The only time I remember any officer using a decimeter was when they ran noise abatement teams in the Highway Patrol. Their testing was not done by the standards set by the Society of Automotive Engineers. There were tickets written for loud exhaust in a crowded freeway. Many more noises were being picked up on their meters, besides the vehicle they were pinpointing. The shops that had installed those exhaust systems were required to replace the aftermarket mufflers at no charge. That program did not last more than a couple years, but put the hurt on several small Mom and Pop shops.

 On the side of our law enforcement, there are many vehicles on the road that should be pulled over and ticketed for loud exhaust. If you are one of those vehicle owners, and you are ticketed you will have to make an appointment with your local referee, after you have repaired or replaced the exhaust.

Just so you California vehicle owners know, the law also states that you can be written a ticket for any exhaust manifold leak, exhaust pipe leak, muffler leak or tailpipe leak. You can also be written a ticket for holes in your floorboards or firewall. This law, if enforced helps the vehicle owner, because if you ignore any of these problems, you can cause your own health problems, due to all the carbon monoxide entering into your vehicle.

For the concerned shop owner, I would recommend purchasing a well know brand of decimeter. Not the cheapest thing known to man! Something with a range of up to 130db- learn how to use it.

Now, how to run an exhaust sound test with you new meter:

Locate a noise testing area. The area that you select should be over 25 ft. away from any wall or building to avoid reflective sound (echo) and vehicle should be on flat ground. Have the vehicle running and at operating temperature. Place the decimeter at a 45° angle from the exhaust outlet and 20 inches away from that outlet. Microphone should be at same height as the outlet.

Set the Decibel Meter: Set the meter in the “A” setting, for ear frequencies. Set the decibel range for the legal limit. You can set the timing for either fast or slow for metering the exhaust sound.

Rev the engine: Press the accelerator to rev the engine to 50 to 75% of the maximum safe rpm limit. Most official tests use the 50% test.

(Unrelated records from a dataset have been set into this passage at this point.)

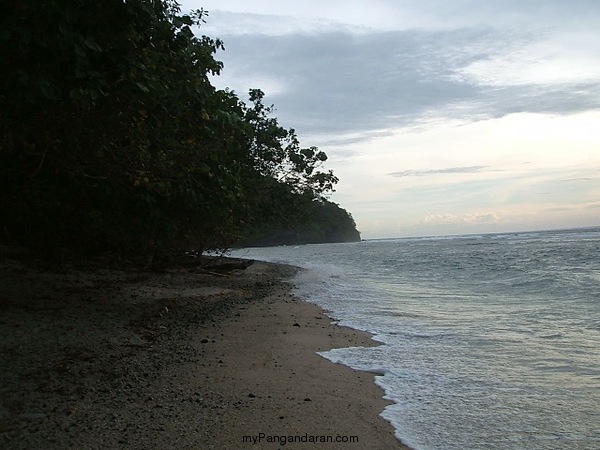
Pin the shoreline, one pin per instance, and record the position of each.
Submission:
(108, 358)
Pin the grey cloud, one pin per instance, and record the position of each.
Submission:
(338, 83)
(449, 170)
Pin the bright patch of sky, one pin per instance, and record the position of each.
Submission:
(439, 117)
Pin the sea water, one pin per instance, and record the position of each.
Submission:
(488, 342)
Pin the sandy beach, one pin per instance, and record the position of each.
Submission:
(220, 357)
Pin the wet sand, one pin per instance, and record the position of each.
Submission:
(187, 357)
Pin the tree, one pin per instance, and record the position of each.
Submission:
(112, 136)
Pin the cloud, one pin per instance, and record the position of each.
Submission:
(334, 82)
(449, 170)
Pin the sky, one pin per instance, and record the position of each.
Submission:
(439, 117)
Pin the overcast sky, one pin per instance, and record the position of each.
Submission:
(439, 117)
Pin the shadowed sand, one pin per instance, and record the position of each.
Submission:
(98, 358)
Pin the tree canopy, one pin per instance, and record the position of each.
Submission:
(113, 137)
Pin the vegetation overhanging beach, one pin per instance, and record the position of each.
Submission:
(188, 357)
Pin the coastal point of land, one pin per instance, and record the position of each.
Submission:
(192, 356)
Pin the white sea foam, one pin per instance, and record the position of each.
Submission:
(489, 342)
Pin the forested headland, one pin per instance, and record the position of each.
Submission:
(114, 139)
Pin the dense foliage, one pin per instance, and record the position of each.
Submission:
(326, 222)
(112, 136)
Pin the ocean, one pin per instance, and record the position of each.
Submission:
(488, 341)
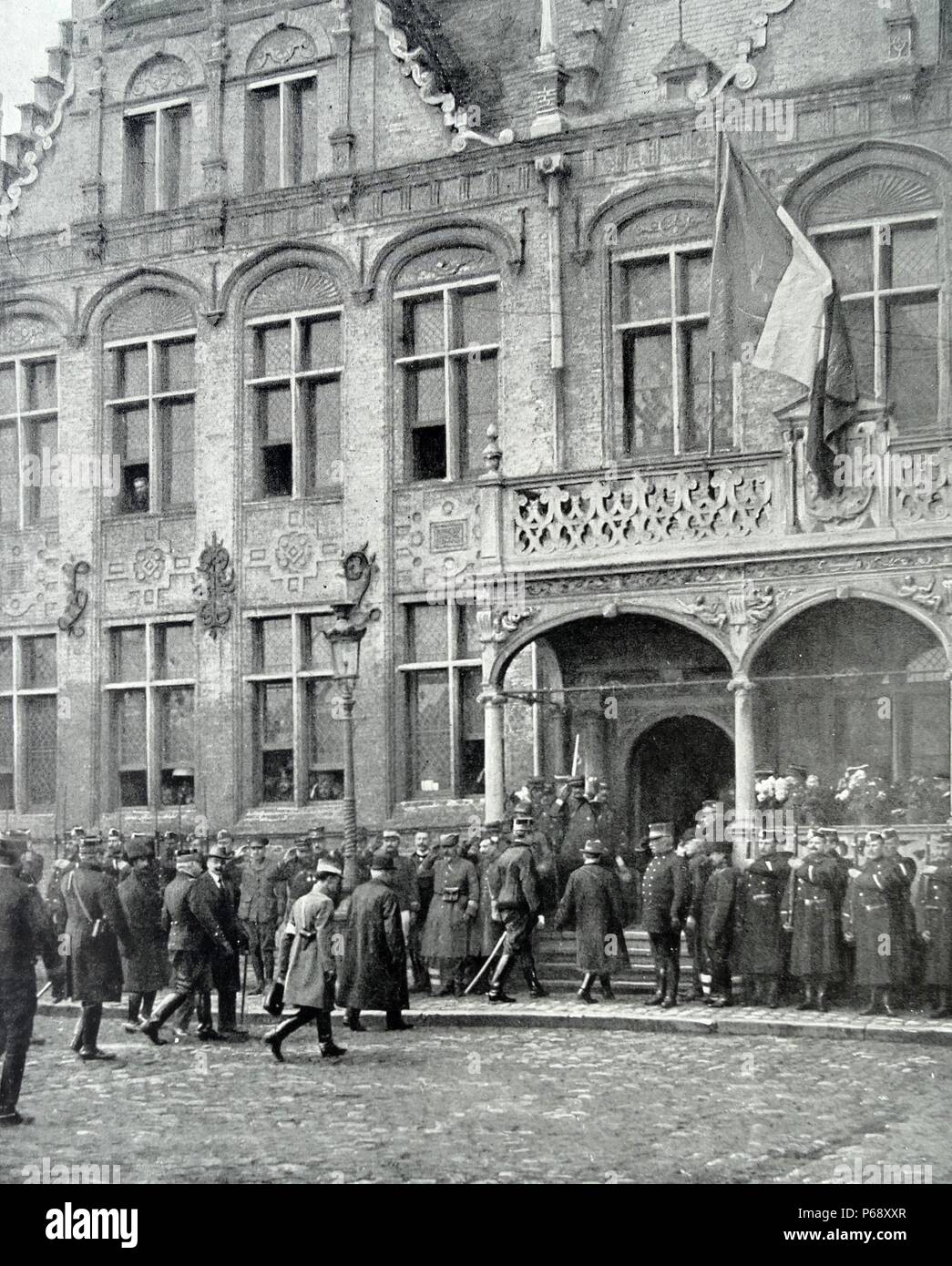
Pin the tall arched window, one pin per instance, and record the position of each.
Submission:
(294, 362)
(447, 361)
(880, 232)
(149, 398)
(158, 122)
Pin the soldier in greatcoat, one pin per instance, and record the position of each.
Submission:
(306, 965)
(97, 928)
(374, 973)
(146, 970)
(933, 915)
(189, 951)
(875, 924)
(591, 904)
(717, 922)
(514, 890)
(812, 911)
(763, 942)
(26, 934)
(663, 909)
(451, 935)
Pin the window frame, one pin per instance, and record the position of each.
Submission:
(23, 419)
(447, 360)
(881, 295)
(455, 666)
(18, 694)
(159, 110)
(298, 676)
(151, 685)
(675, 324)
(286, 161)
(294, 379)
(153, 400)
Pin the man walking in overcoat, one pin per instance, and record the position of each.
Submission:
(97, 928)
(146, 970)
(760, 894)
(663, 908)
(306, 964)
(591, 904)
(26, 932)
(213, 903)
(451, 935)
(374, 974)
(932, 898)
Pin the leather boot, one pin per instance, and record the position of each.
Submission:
(660, 987)
(496, 993)
(808, 1003)
(584, 994)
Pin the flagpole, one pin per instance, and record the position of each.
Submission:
(711, 353)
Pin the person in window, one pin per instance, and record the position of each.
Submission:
(139, 499)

Take the reading: read the meter and record your reading. There are about 10db allowances for wind and ambient noise. Document on your invoice what you read.

I mention this last point for any concerned shop owner, who has just installed an aftermarket system on a vehicle. Knowing that he vehicle will pass the decimeter test, and documenting it may just save you a future headache and a few dollars. You will also know that on future vehicles of the same year, make, model and engine, you can feel confident to install the same exhaust.

Hopefully, this has been some “sound” advice from an old mufflerman!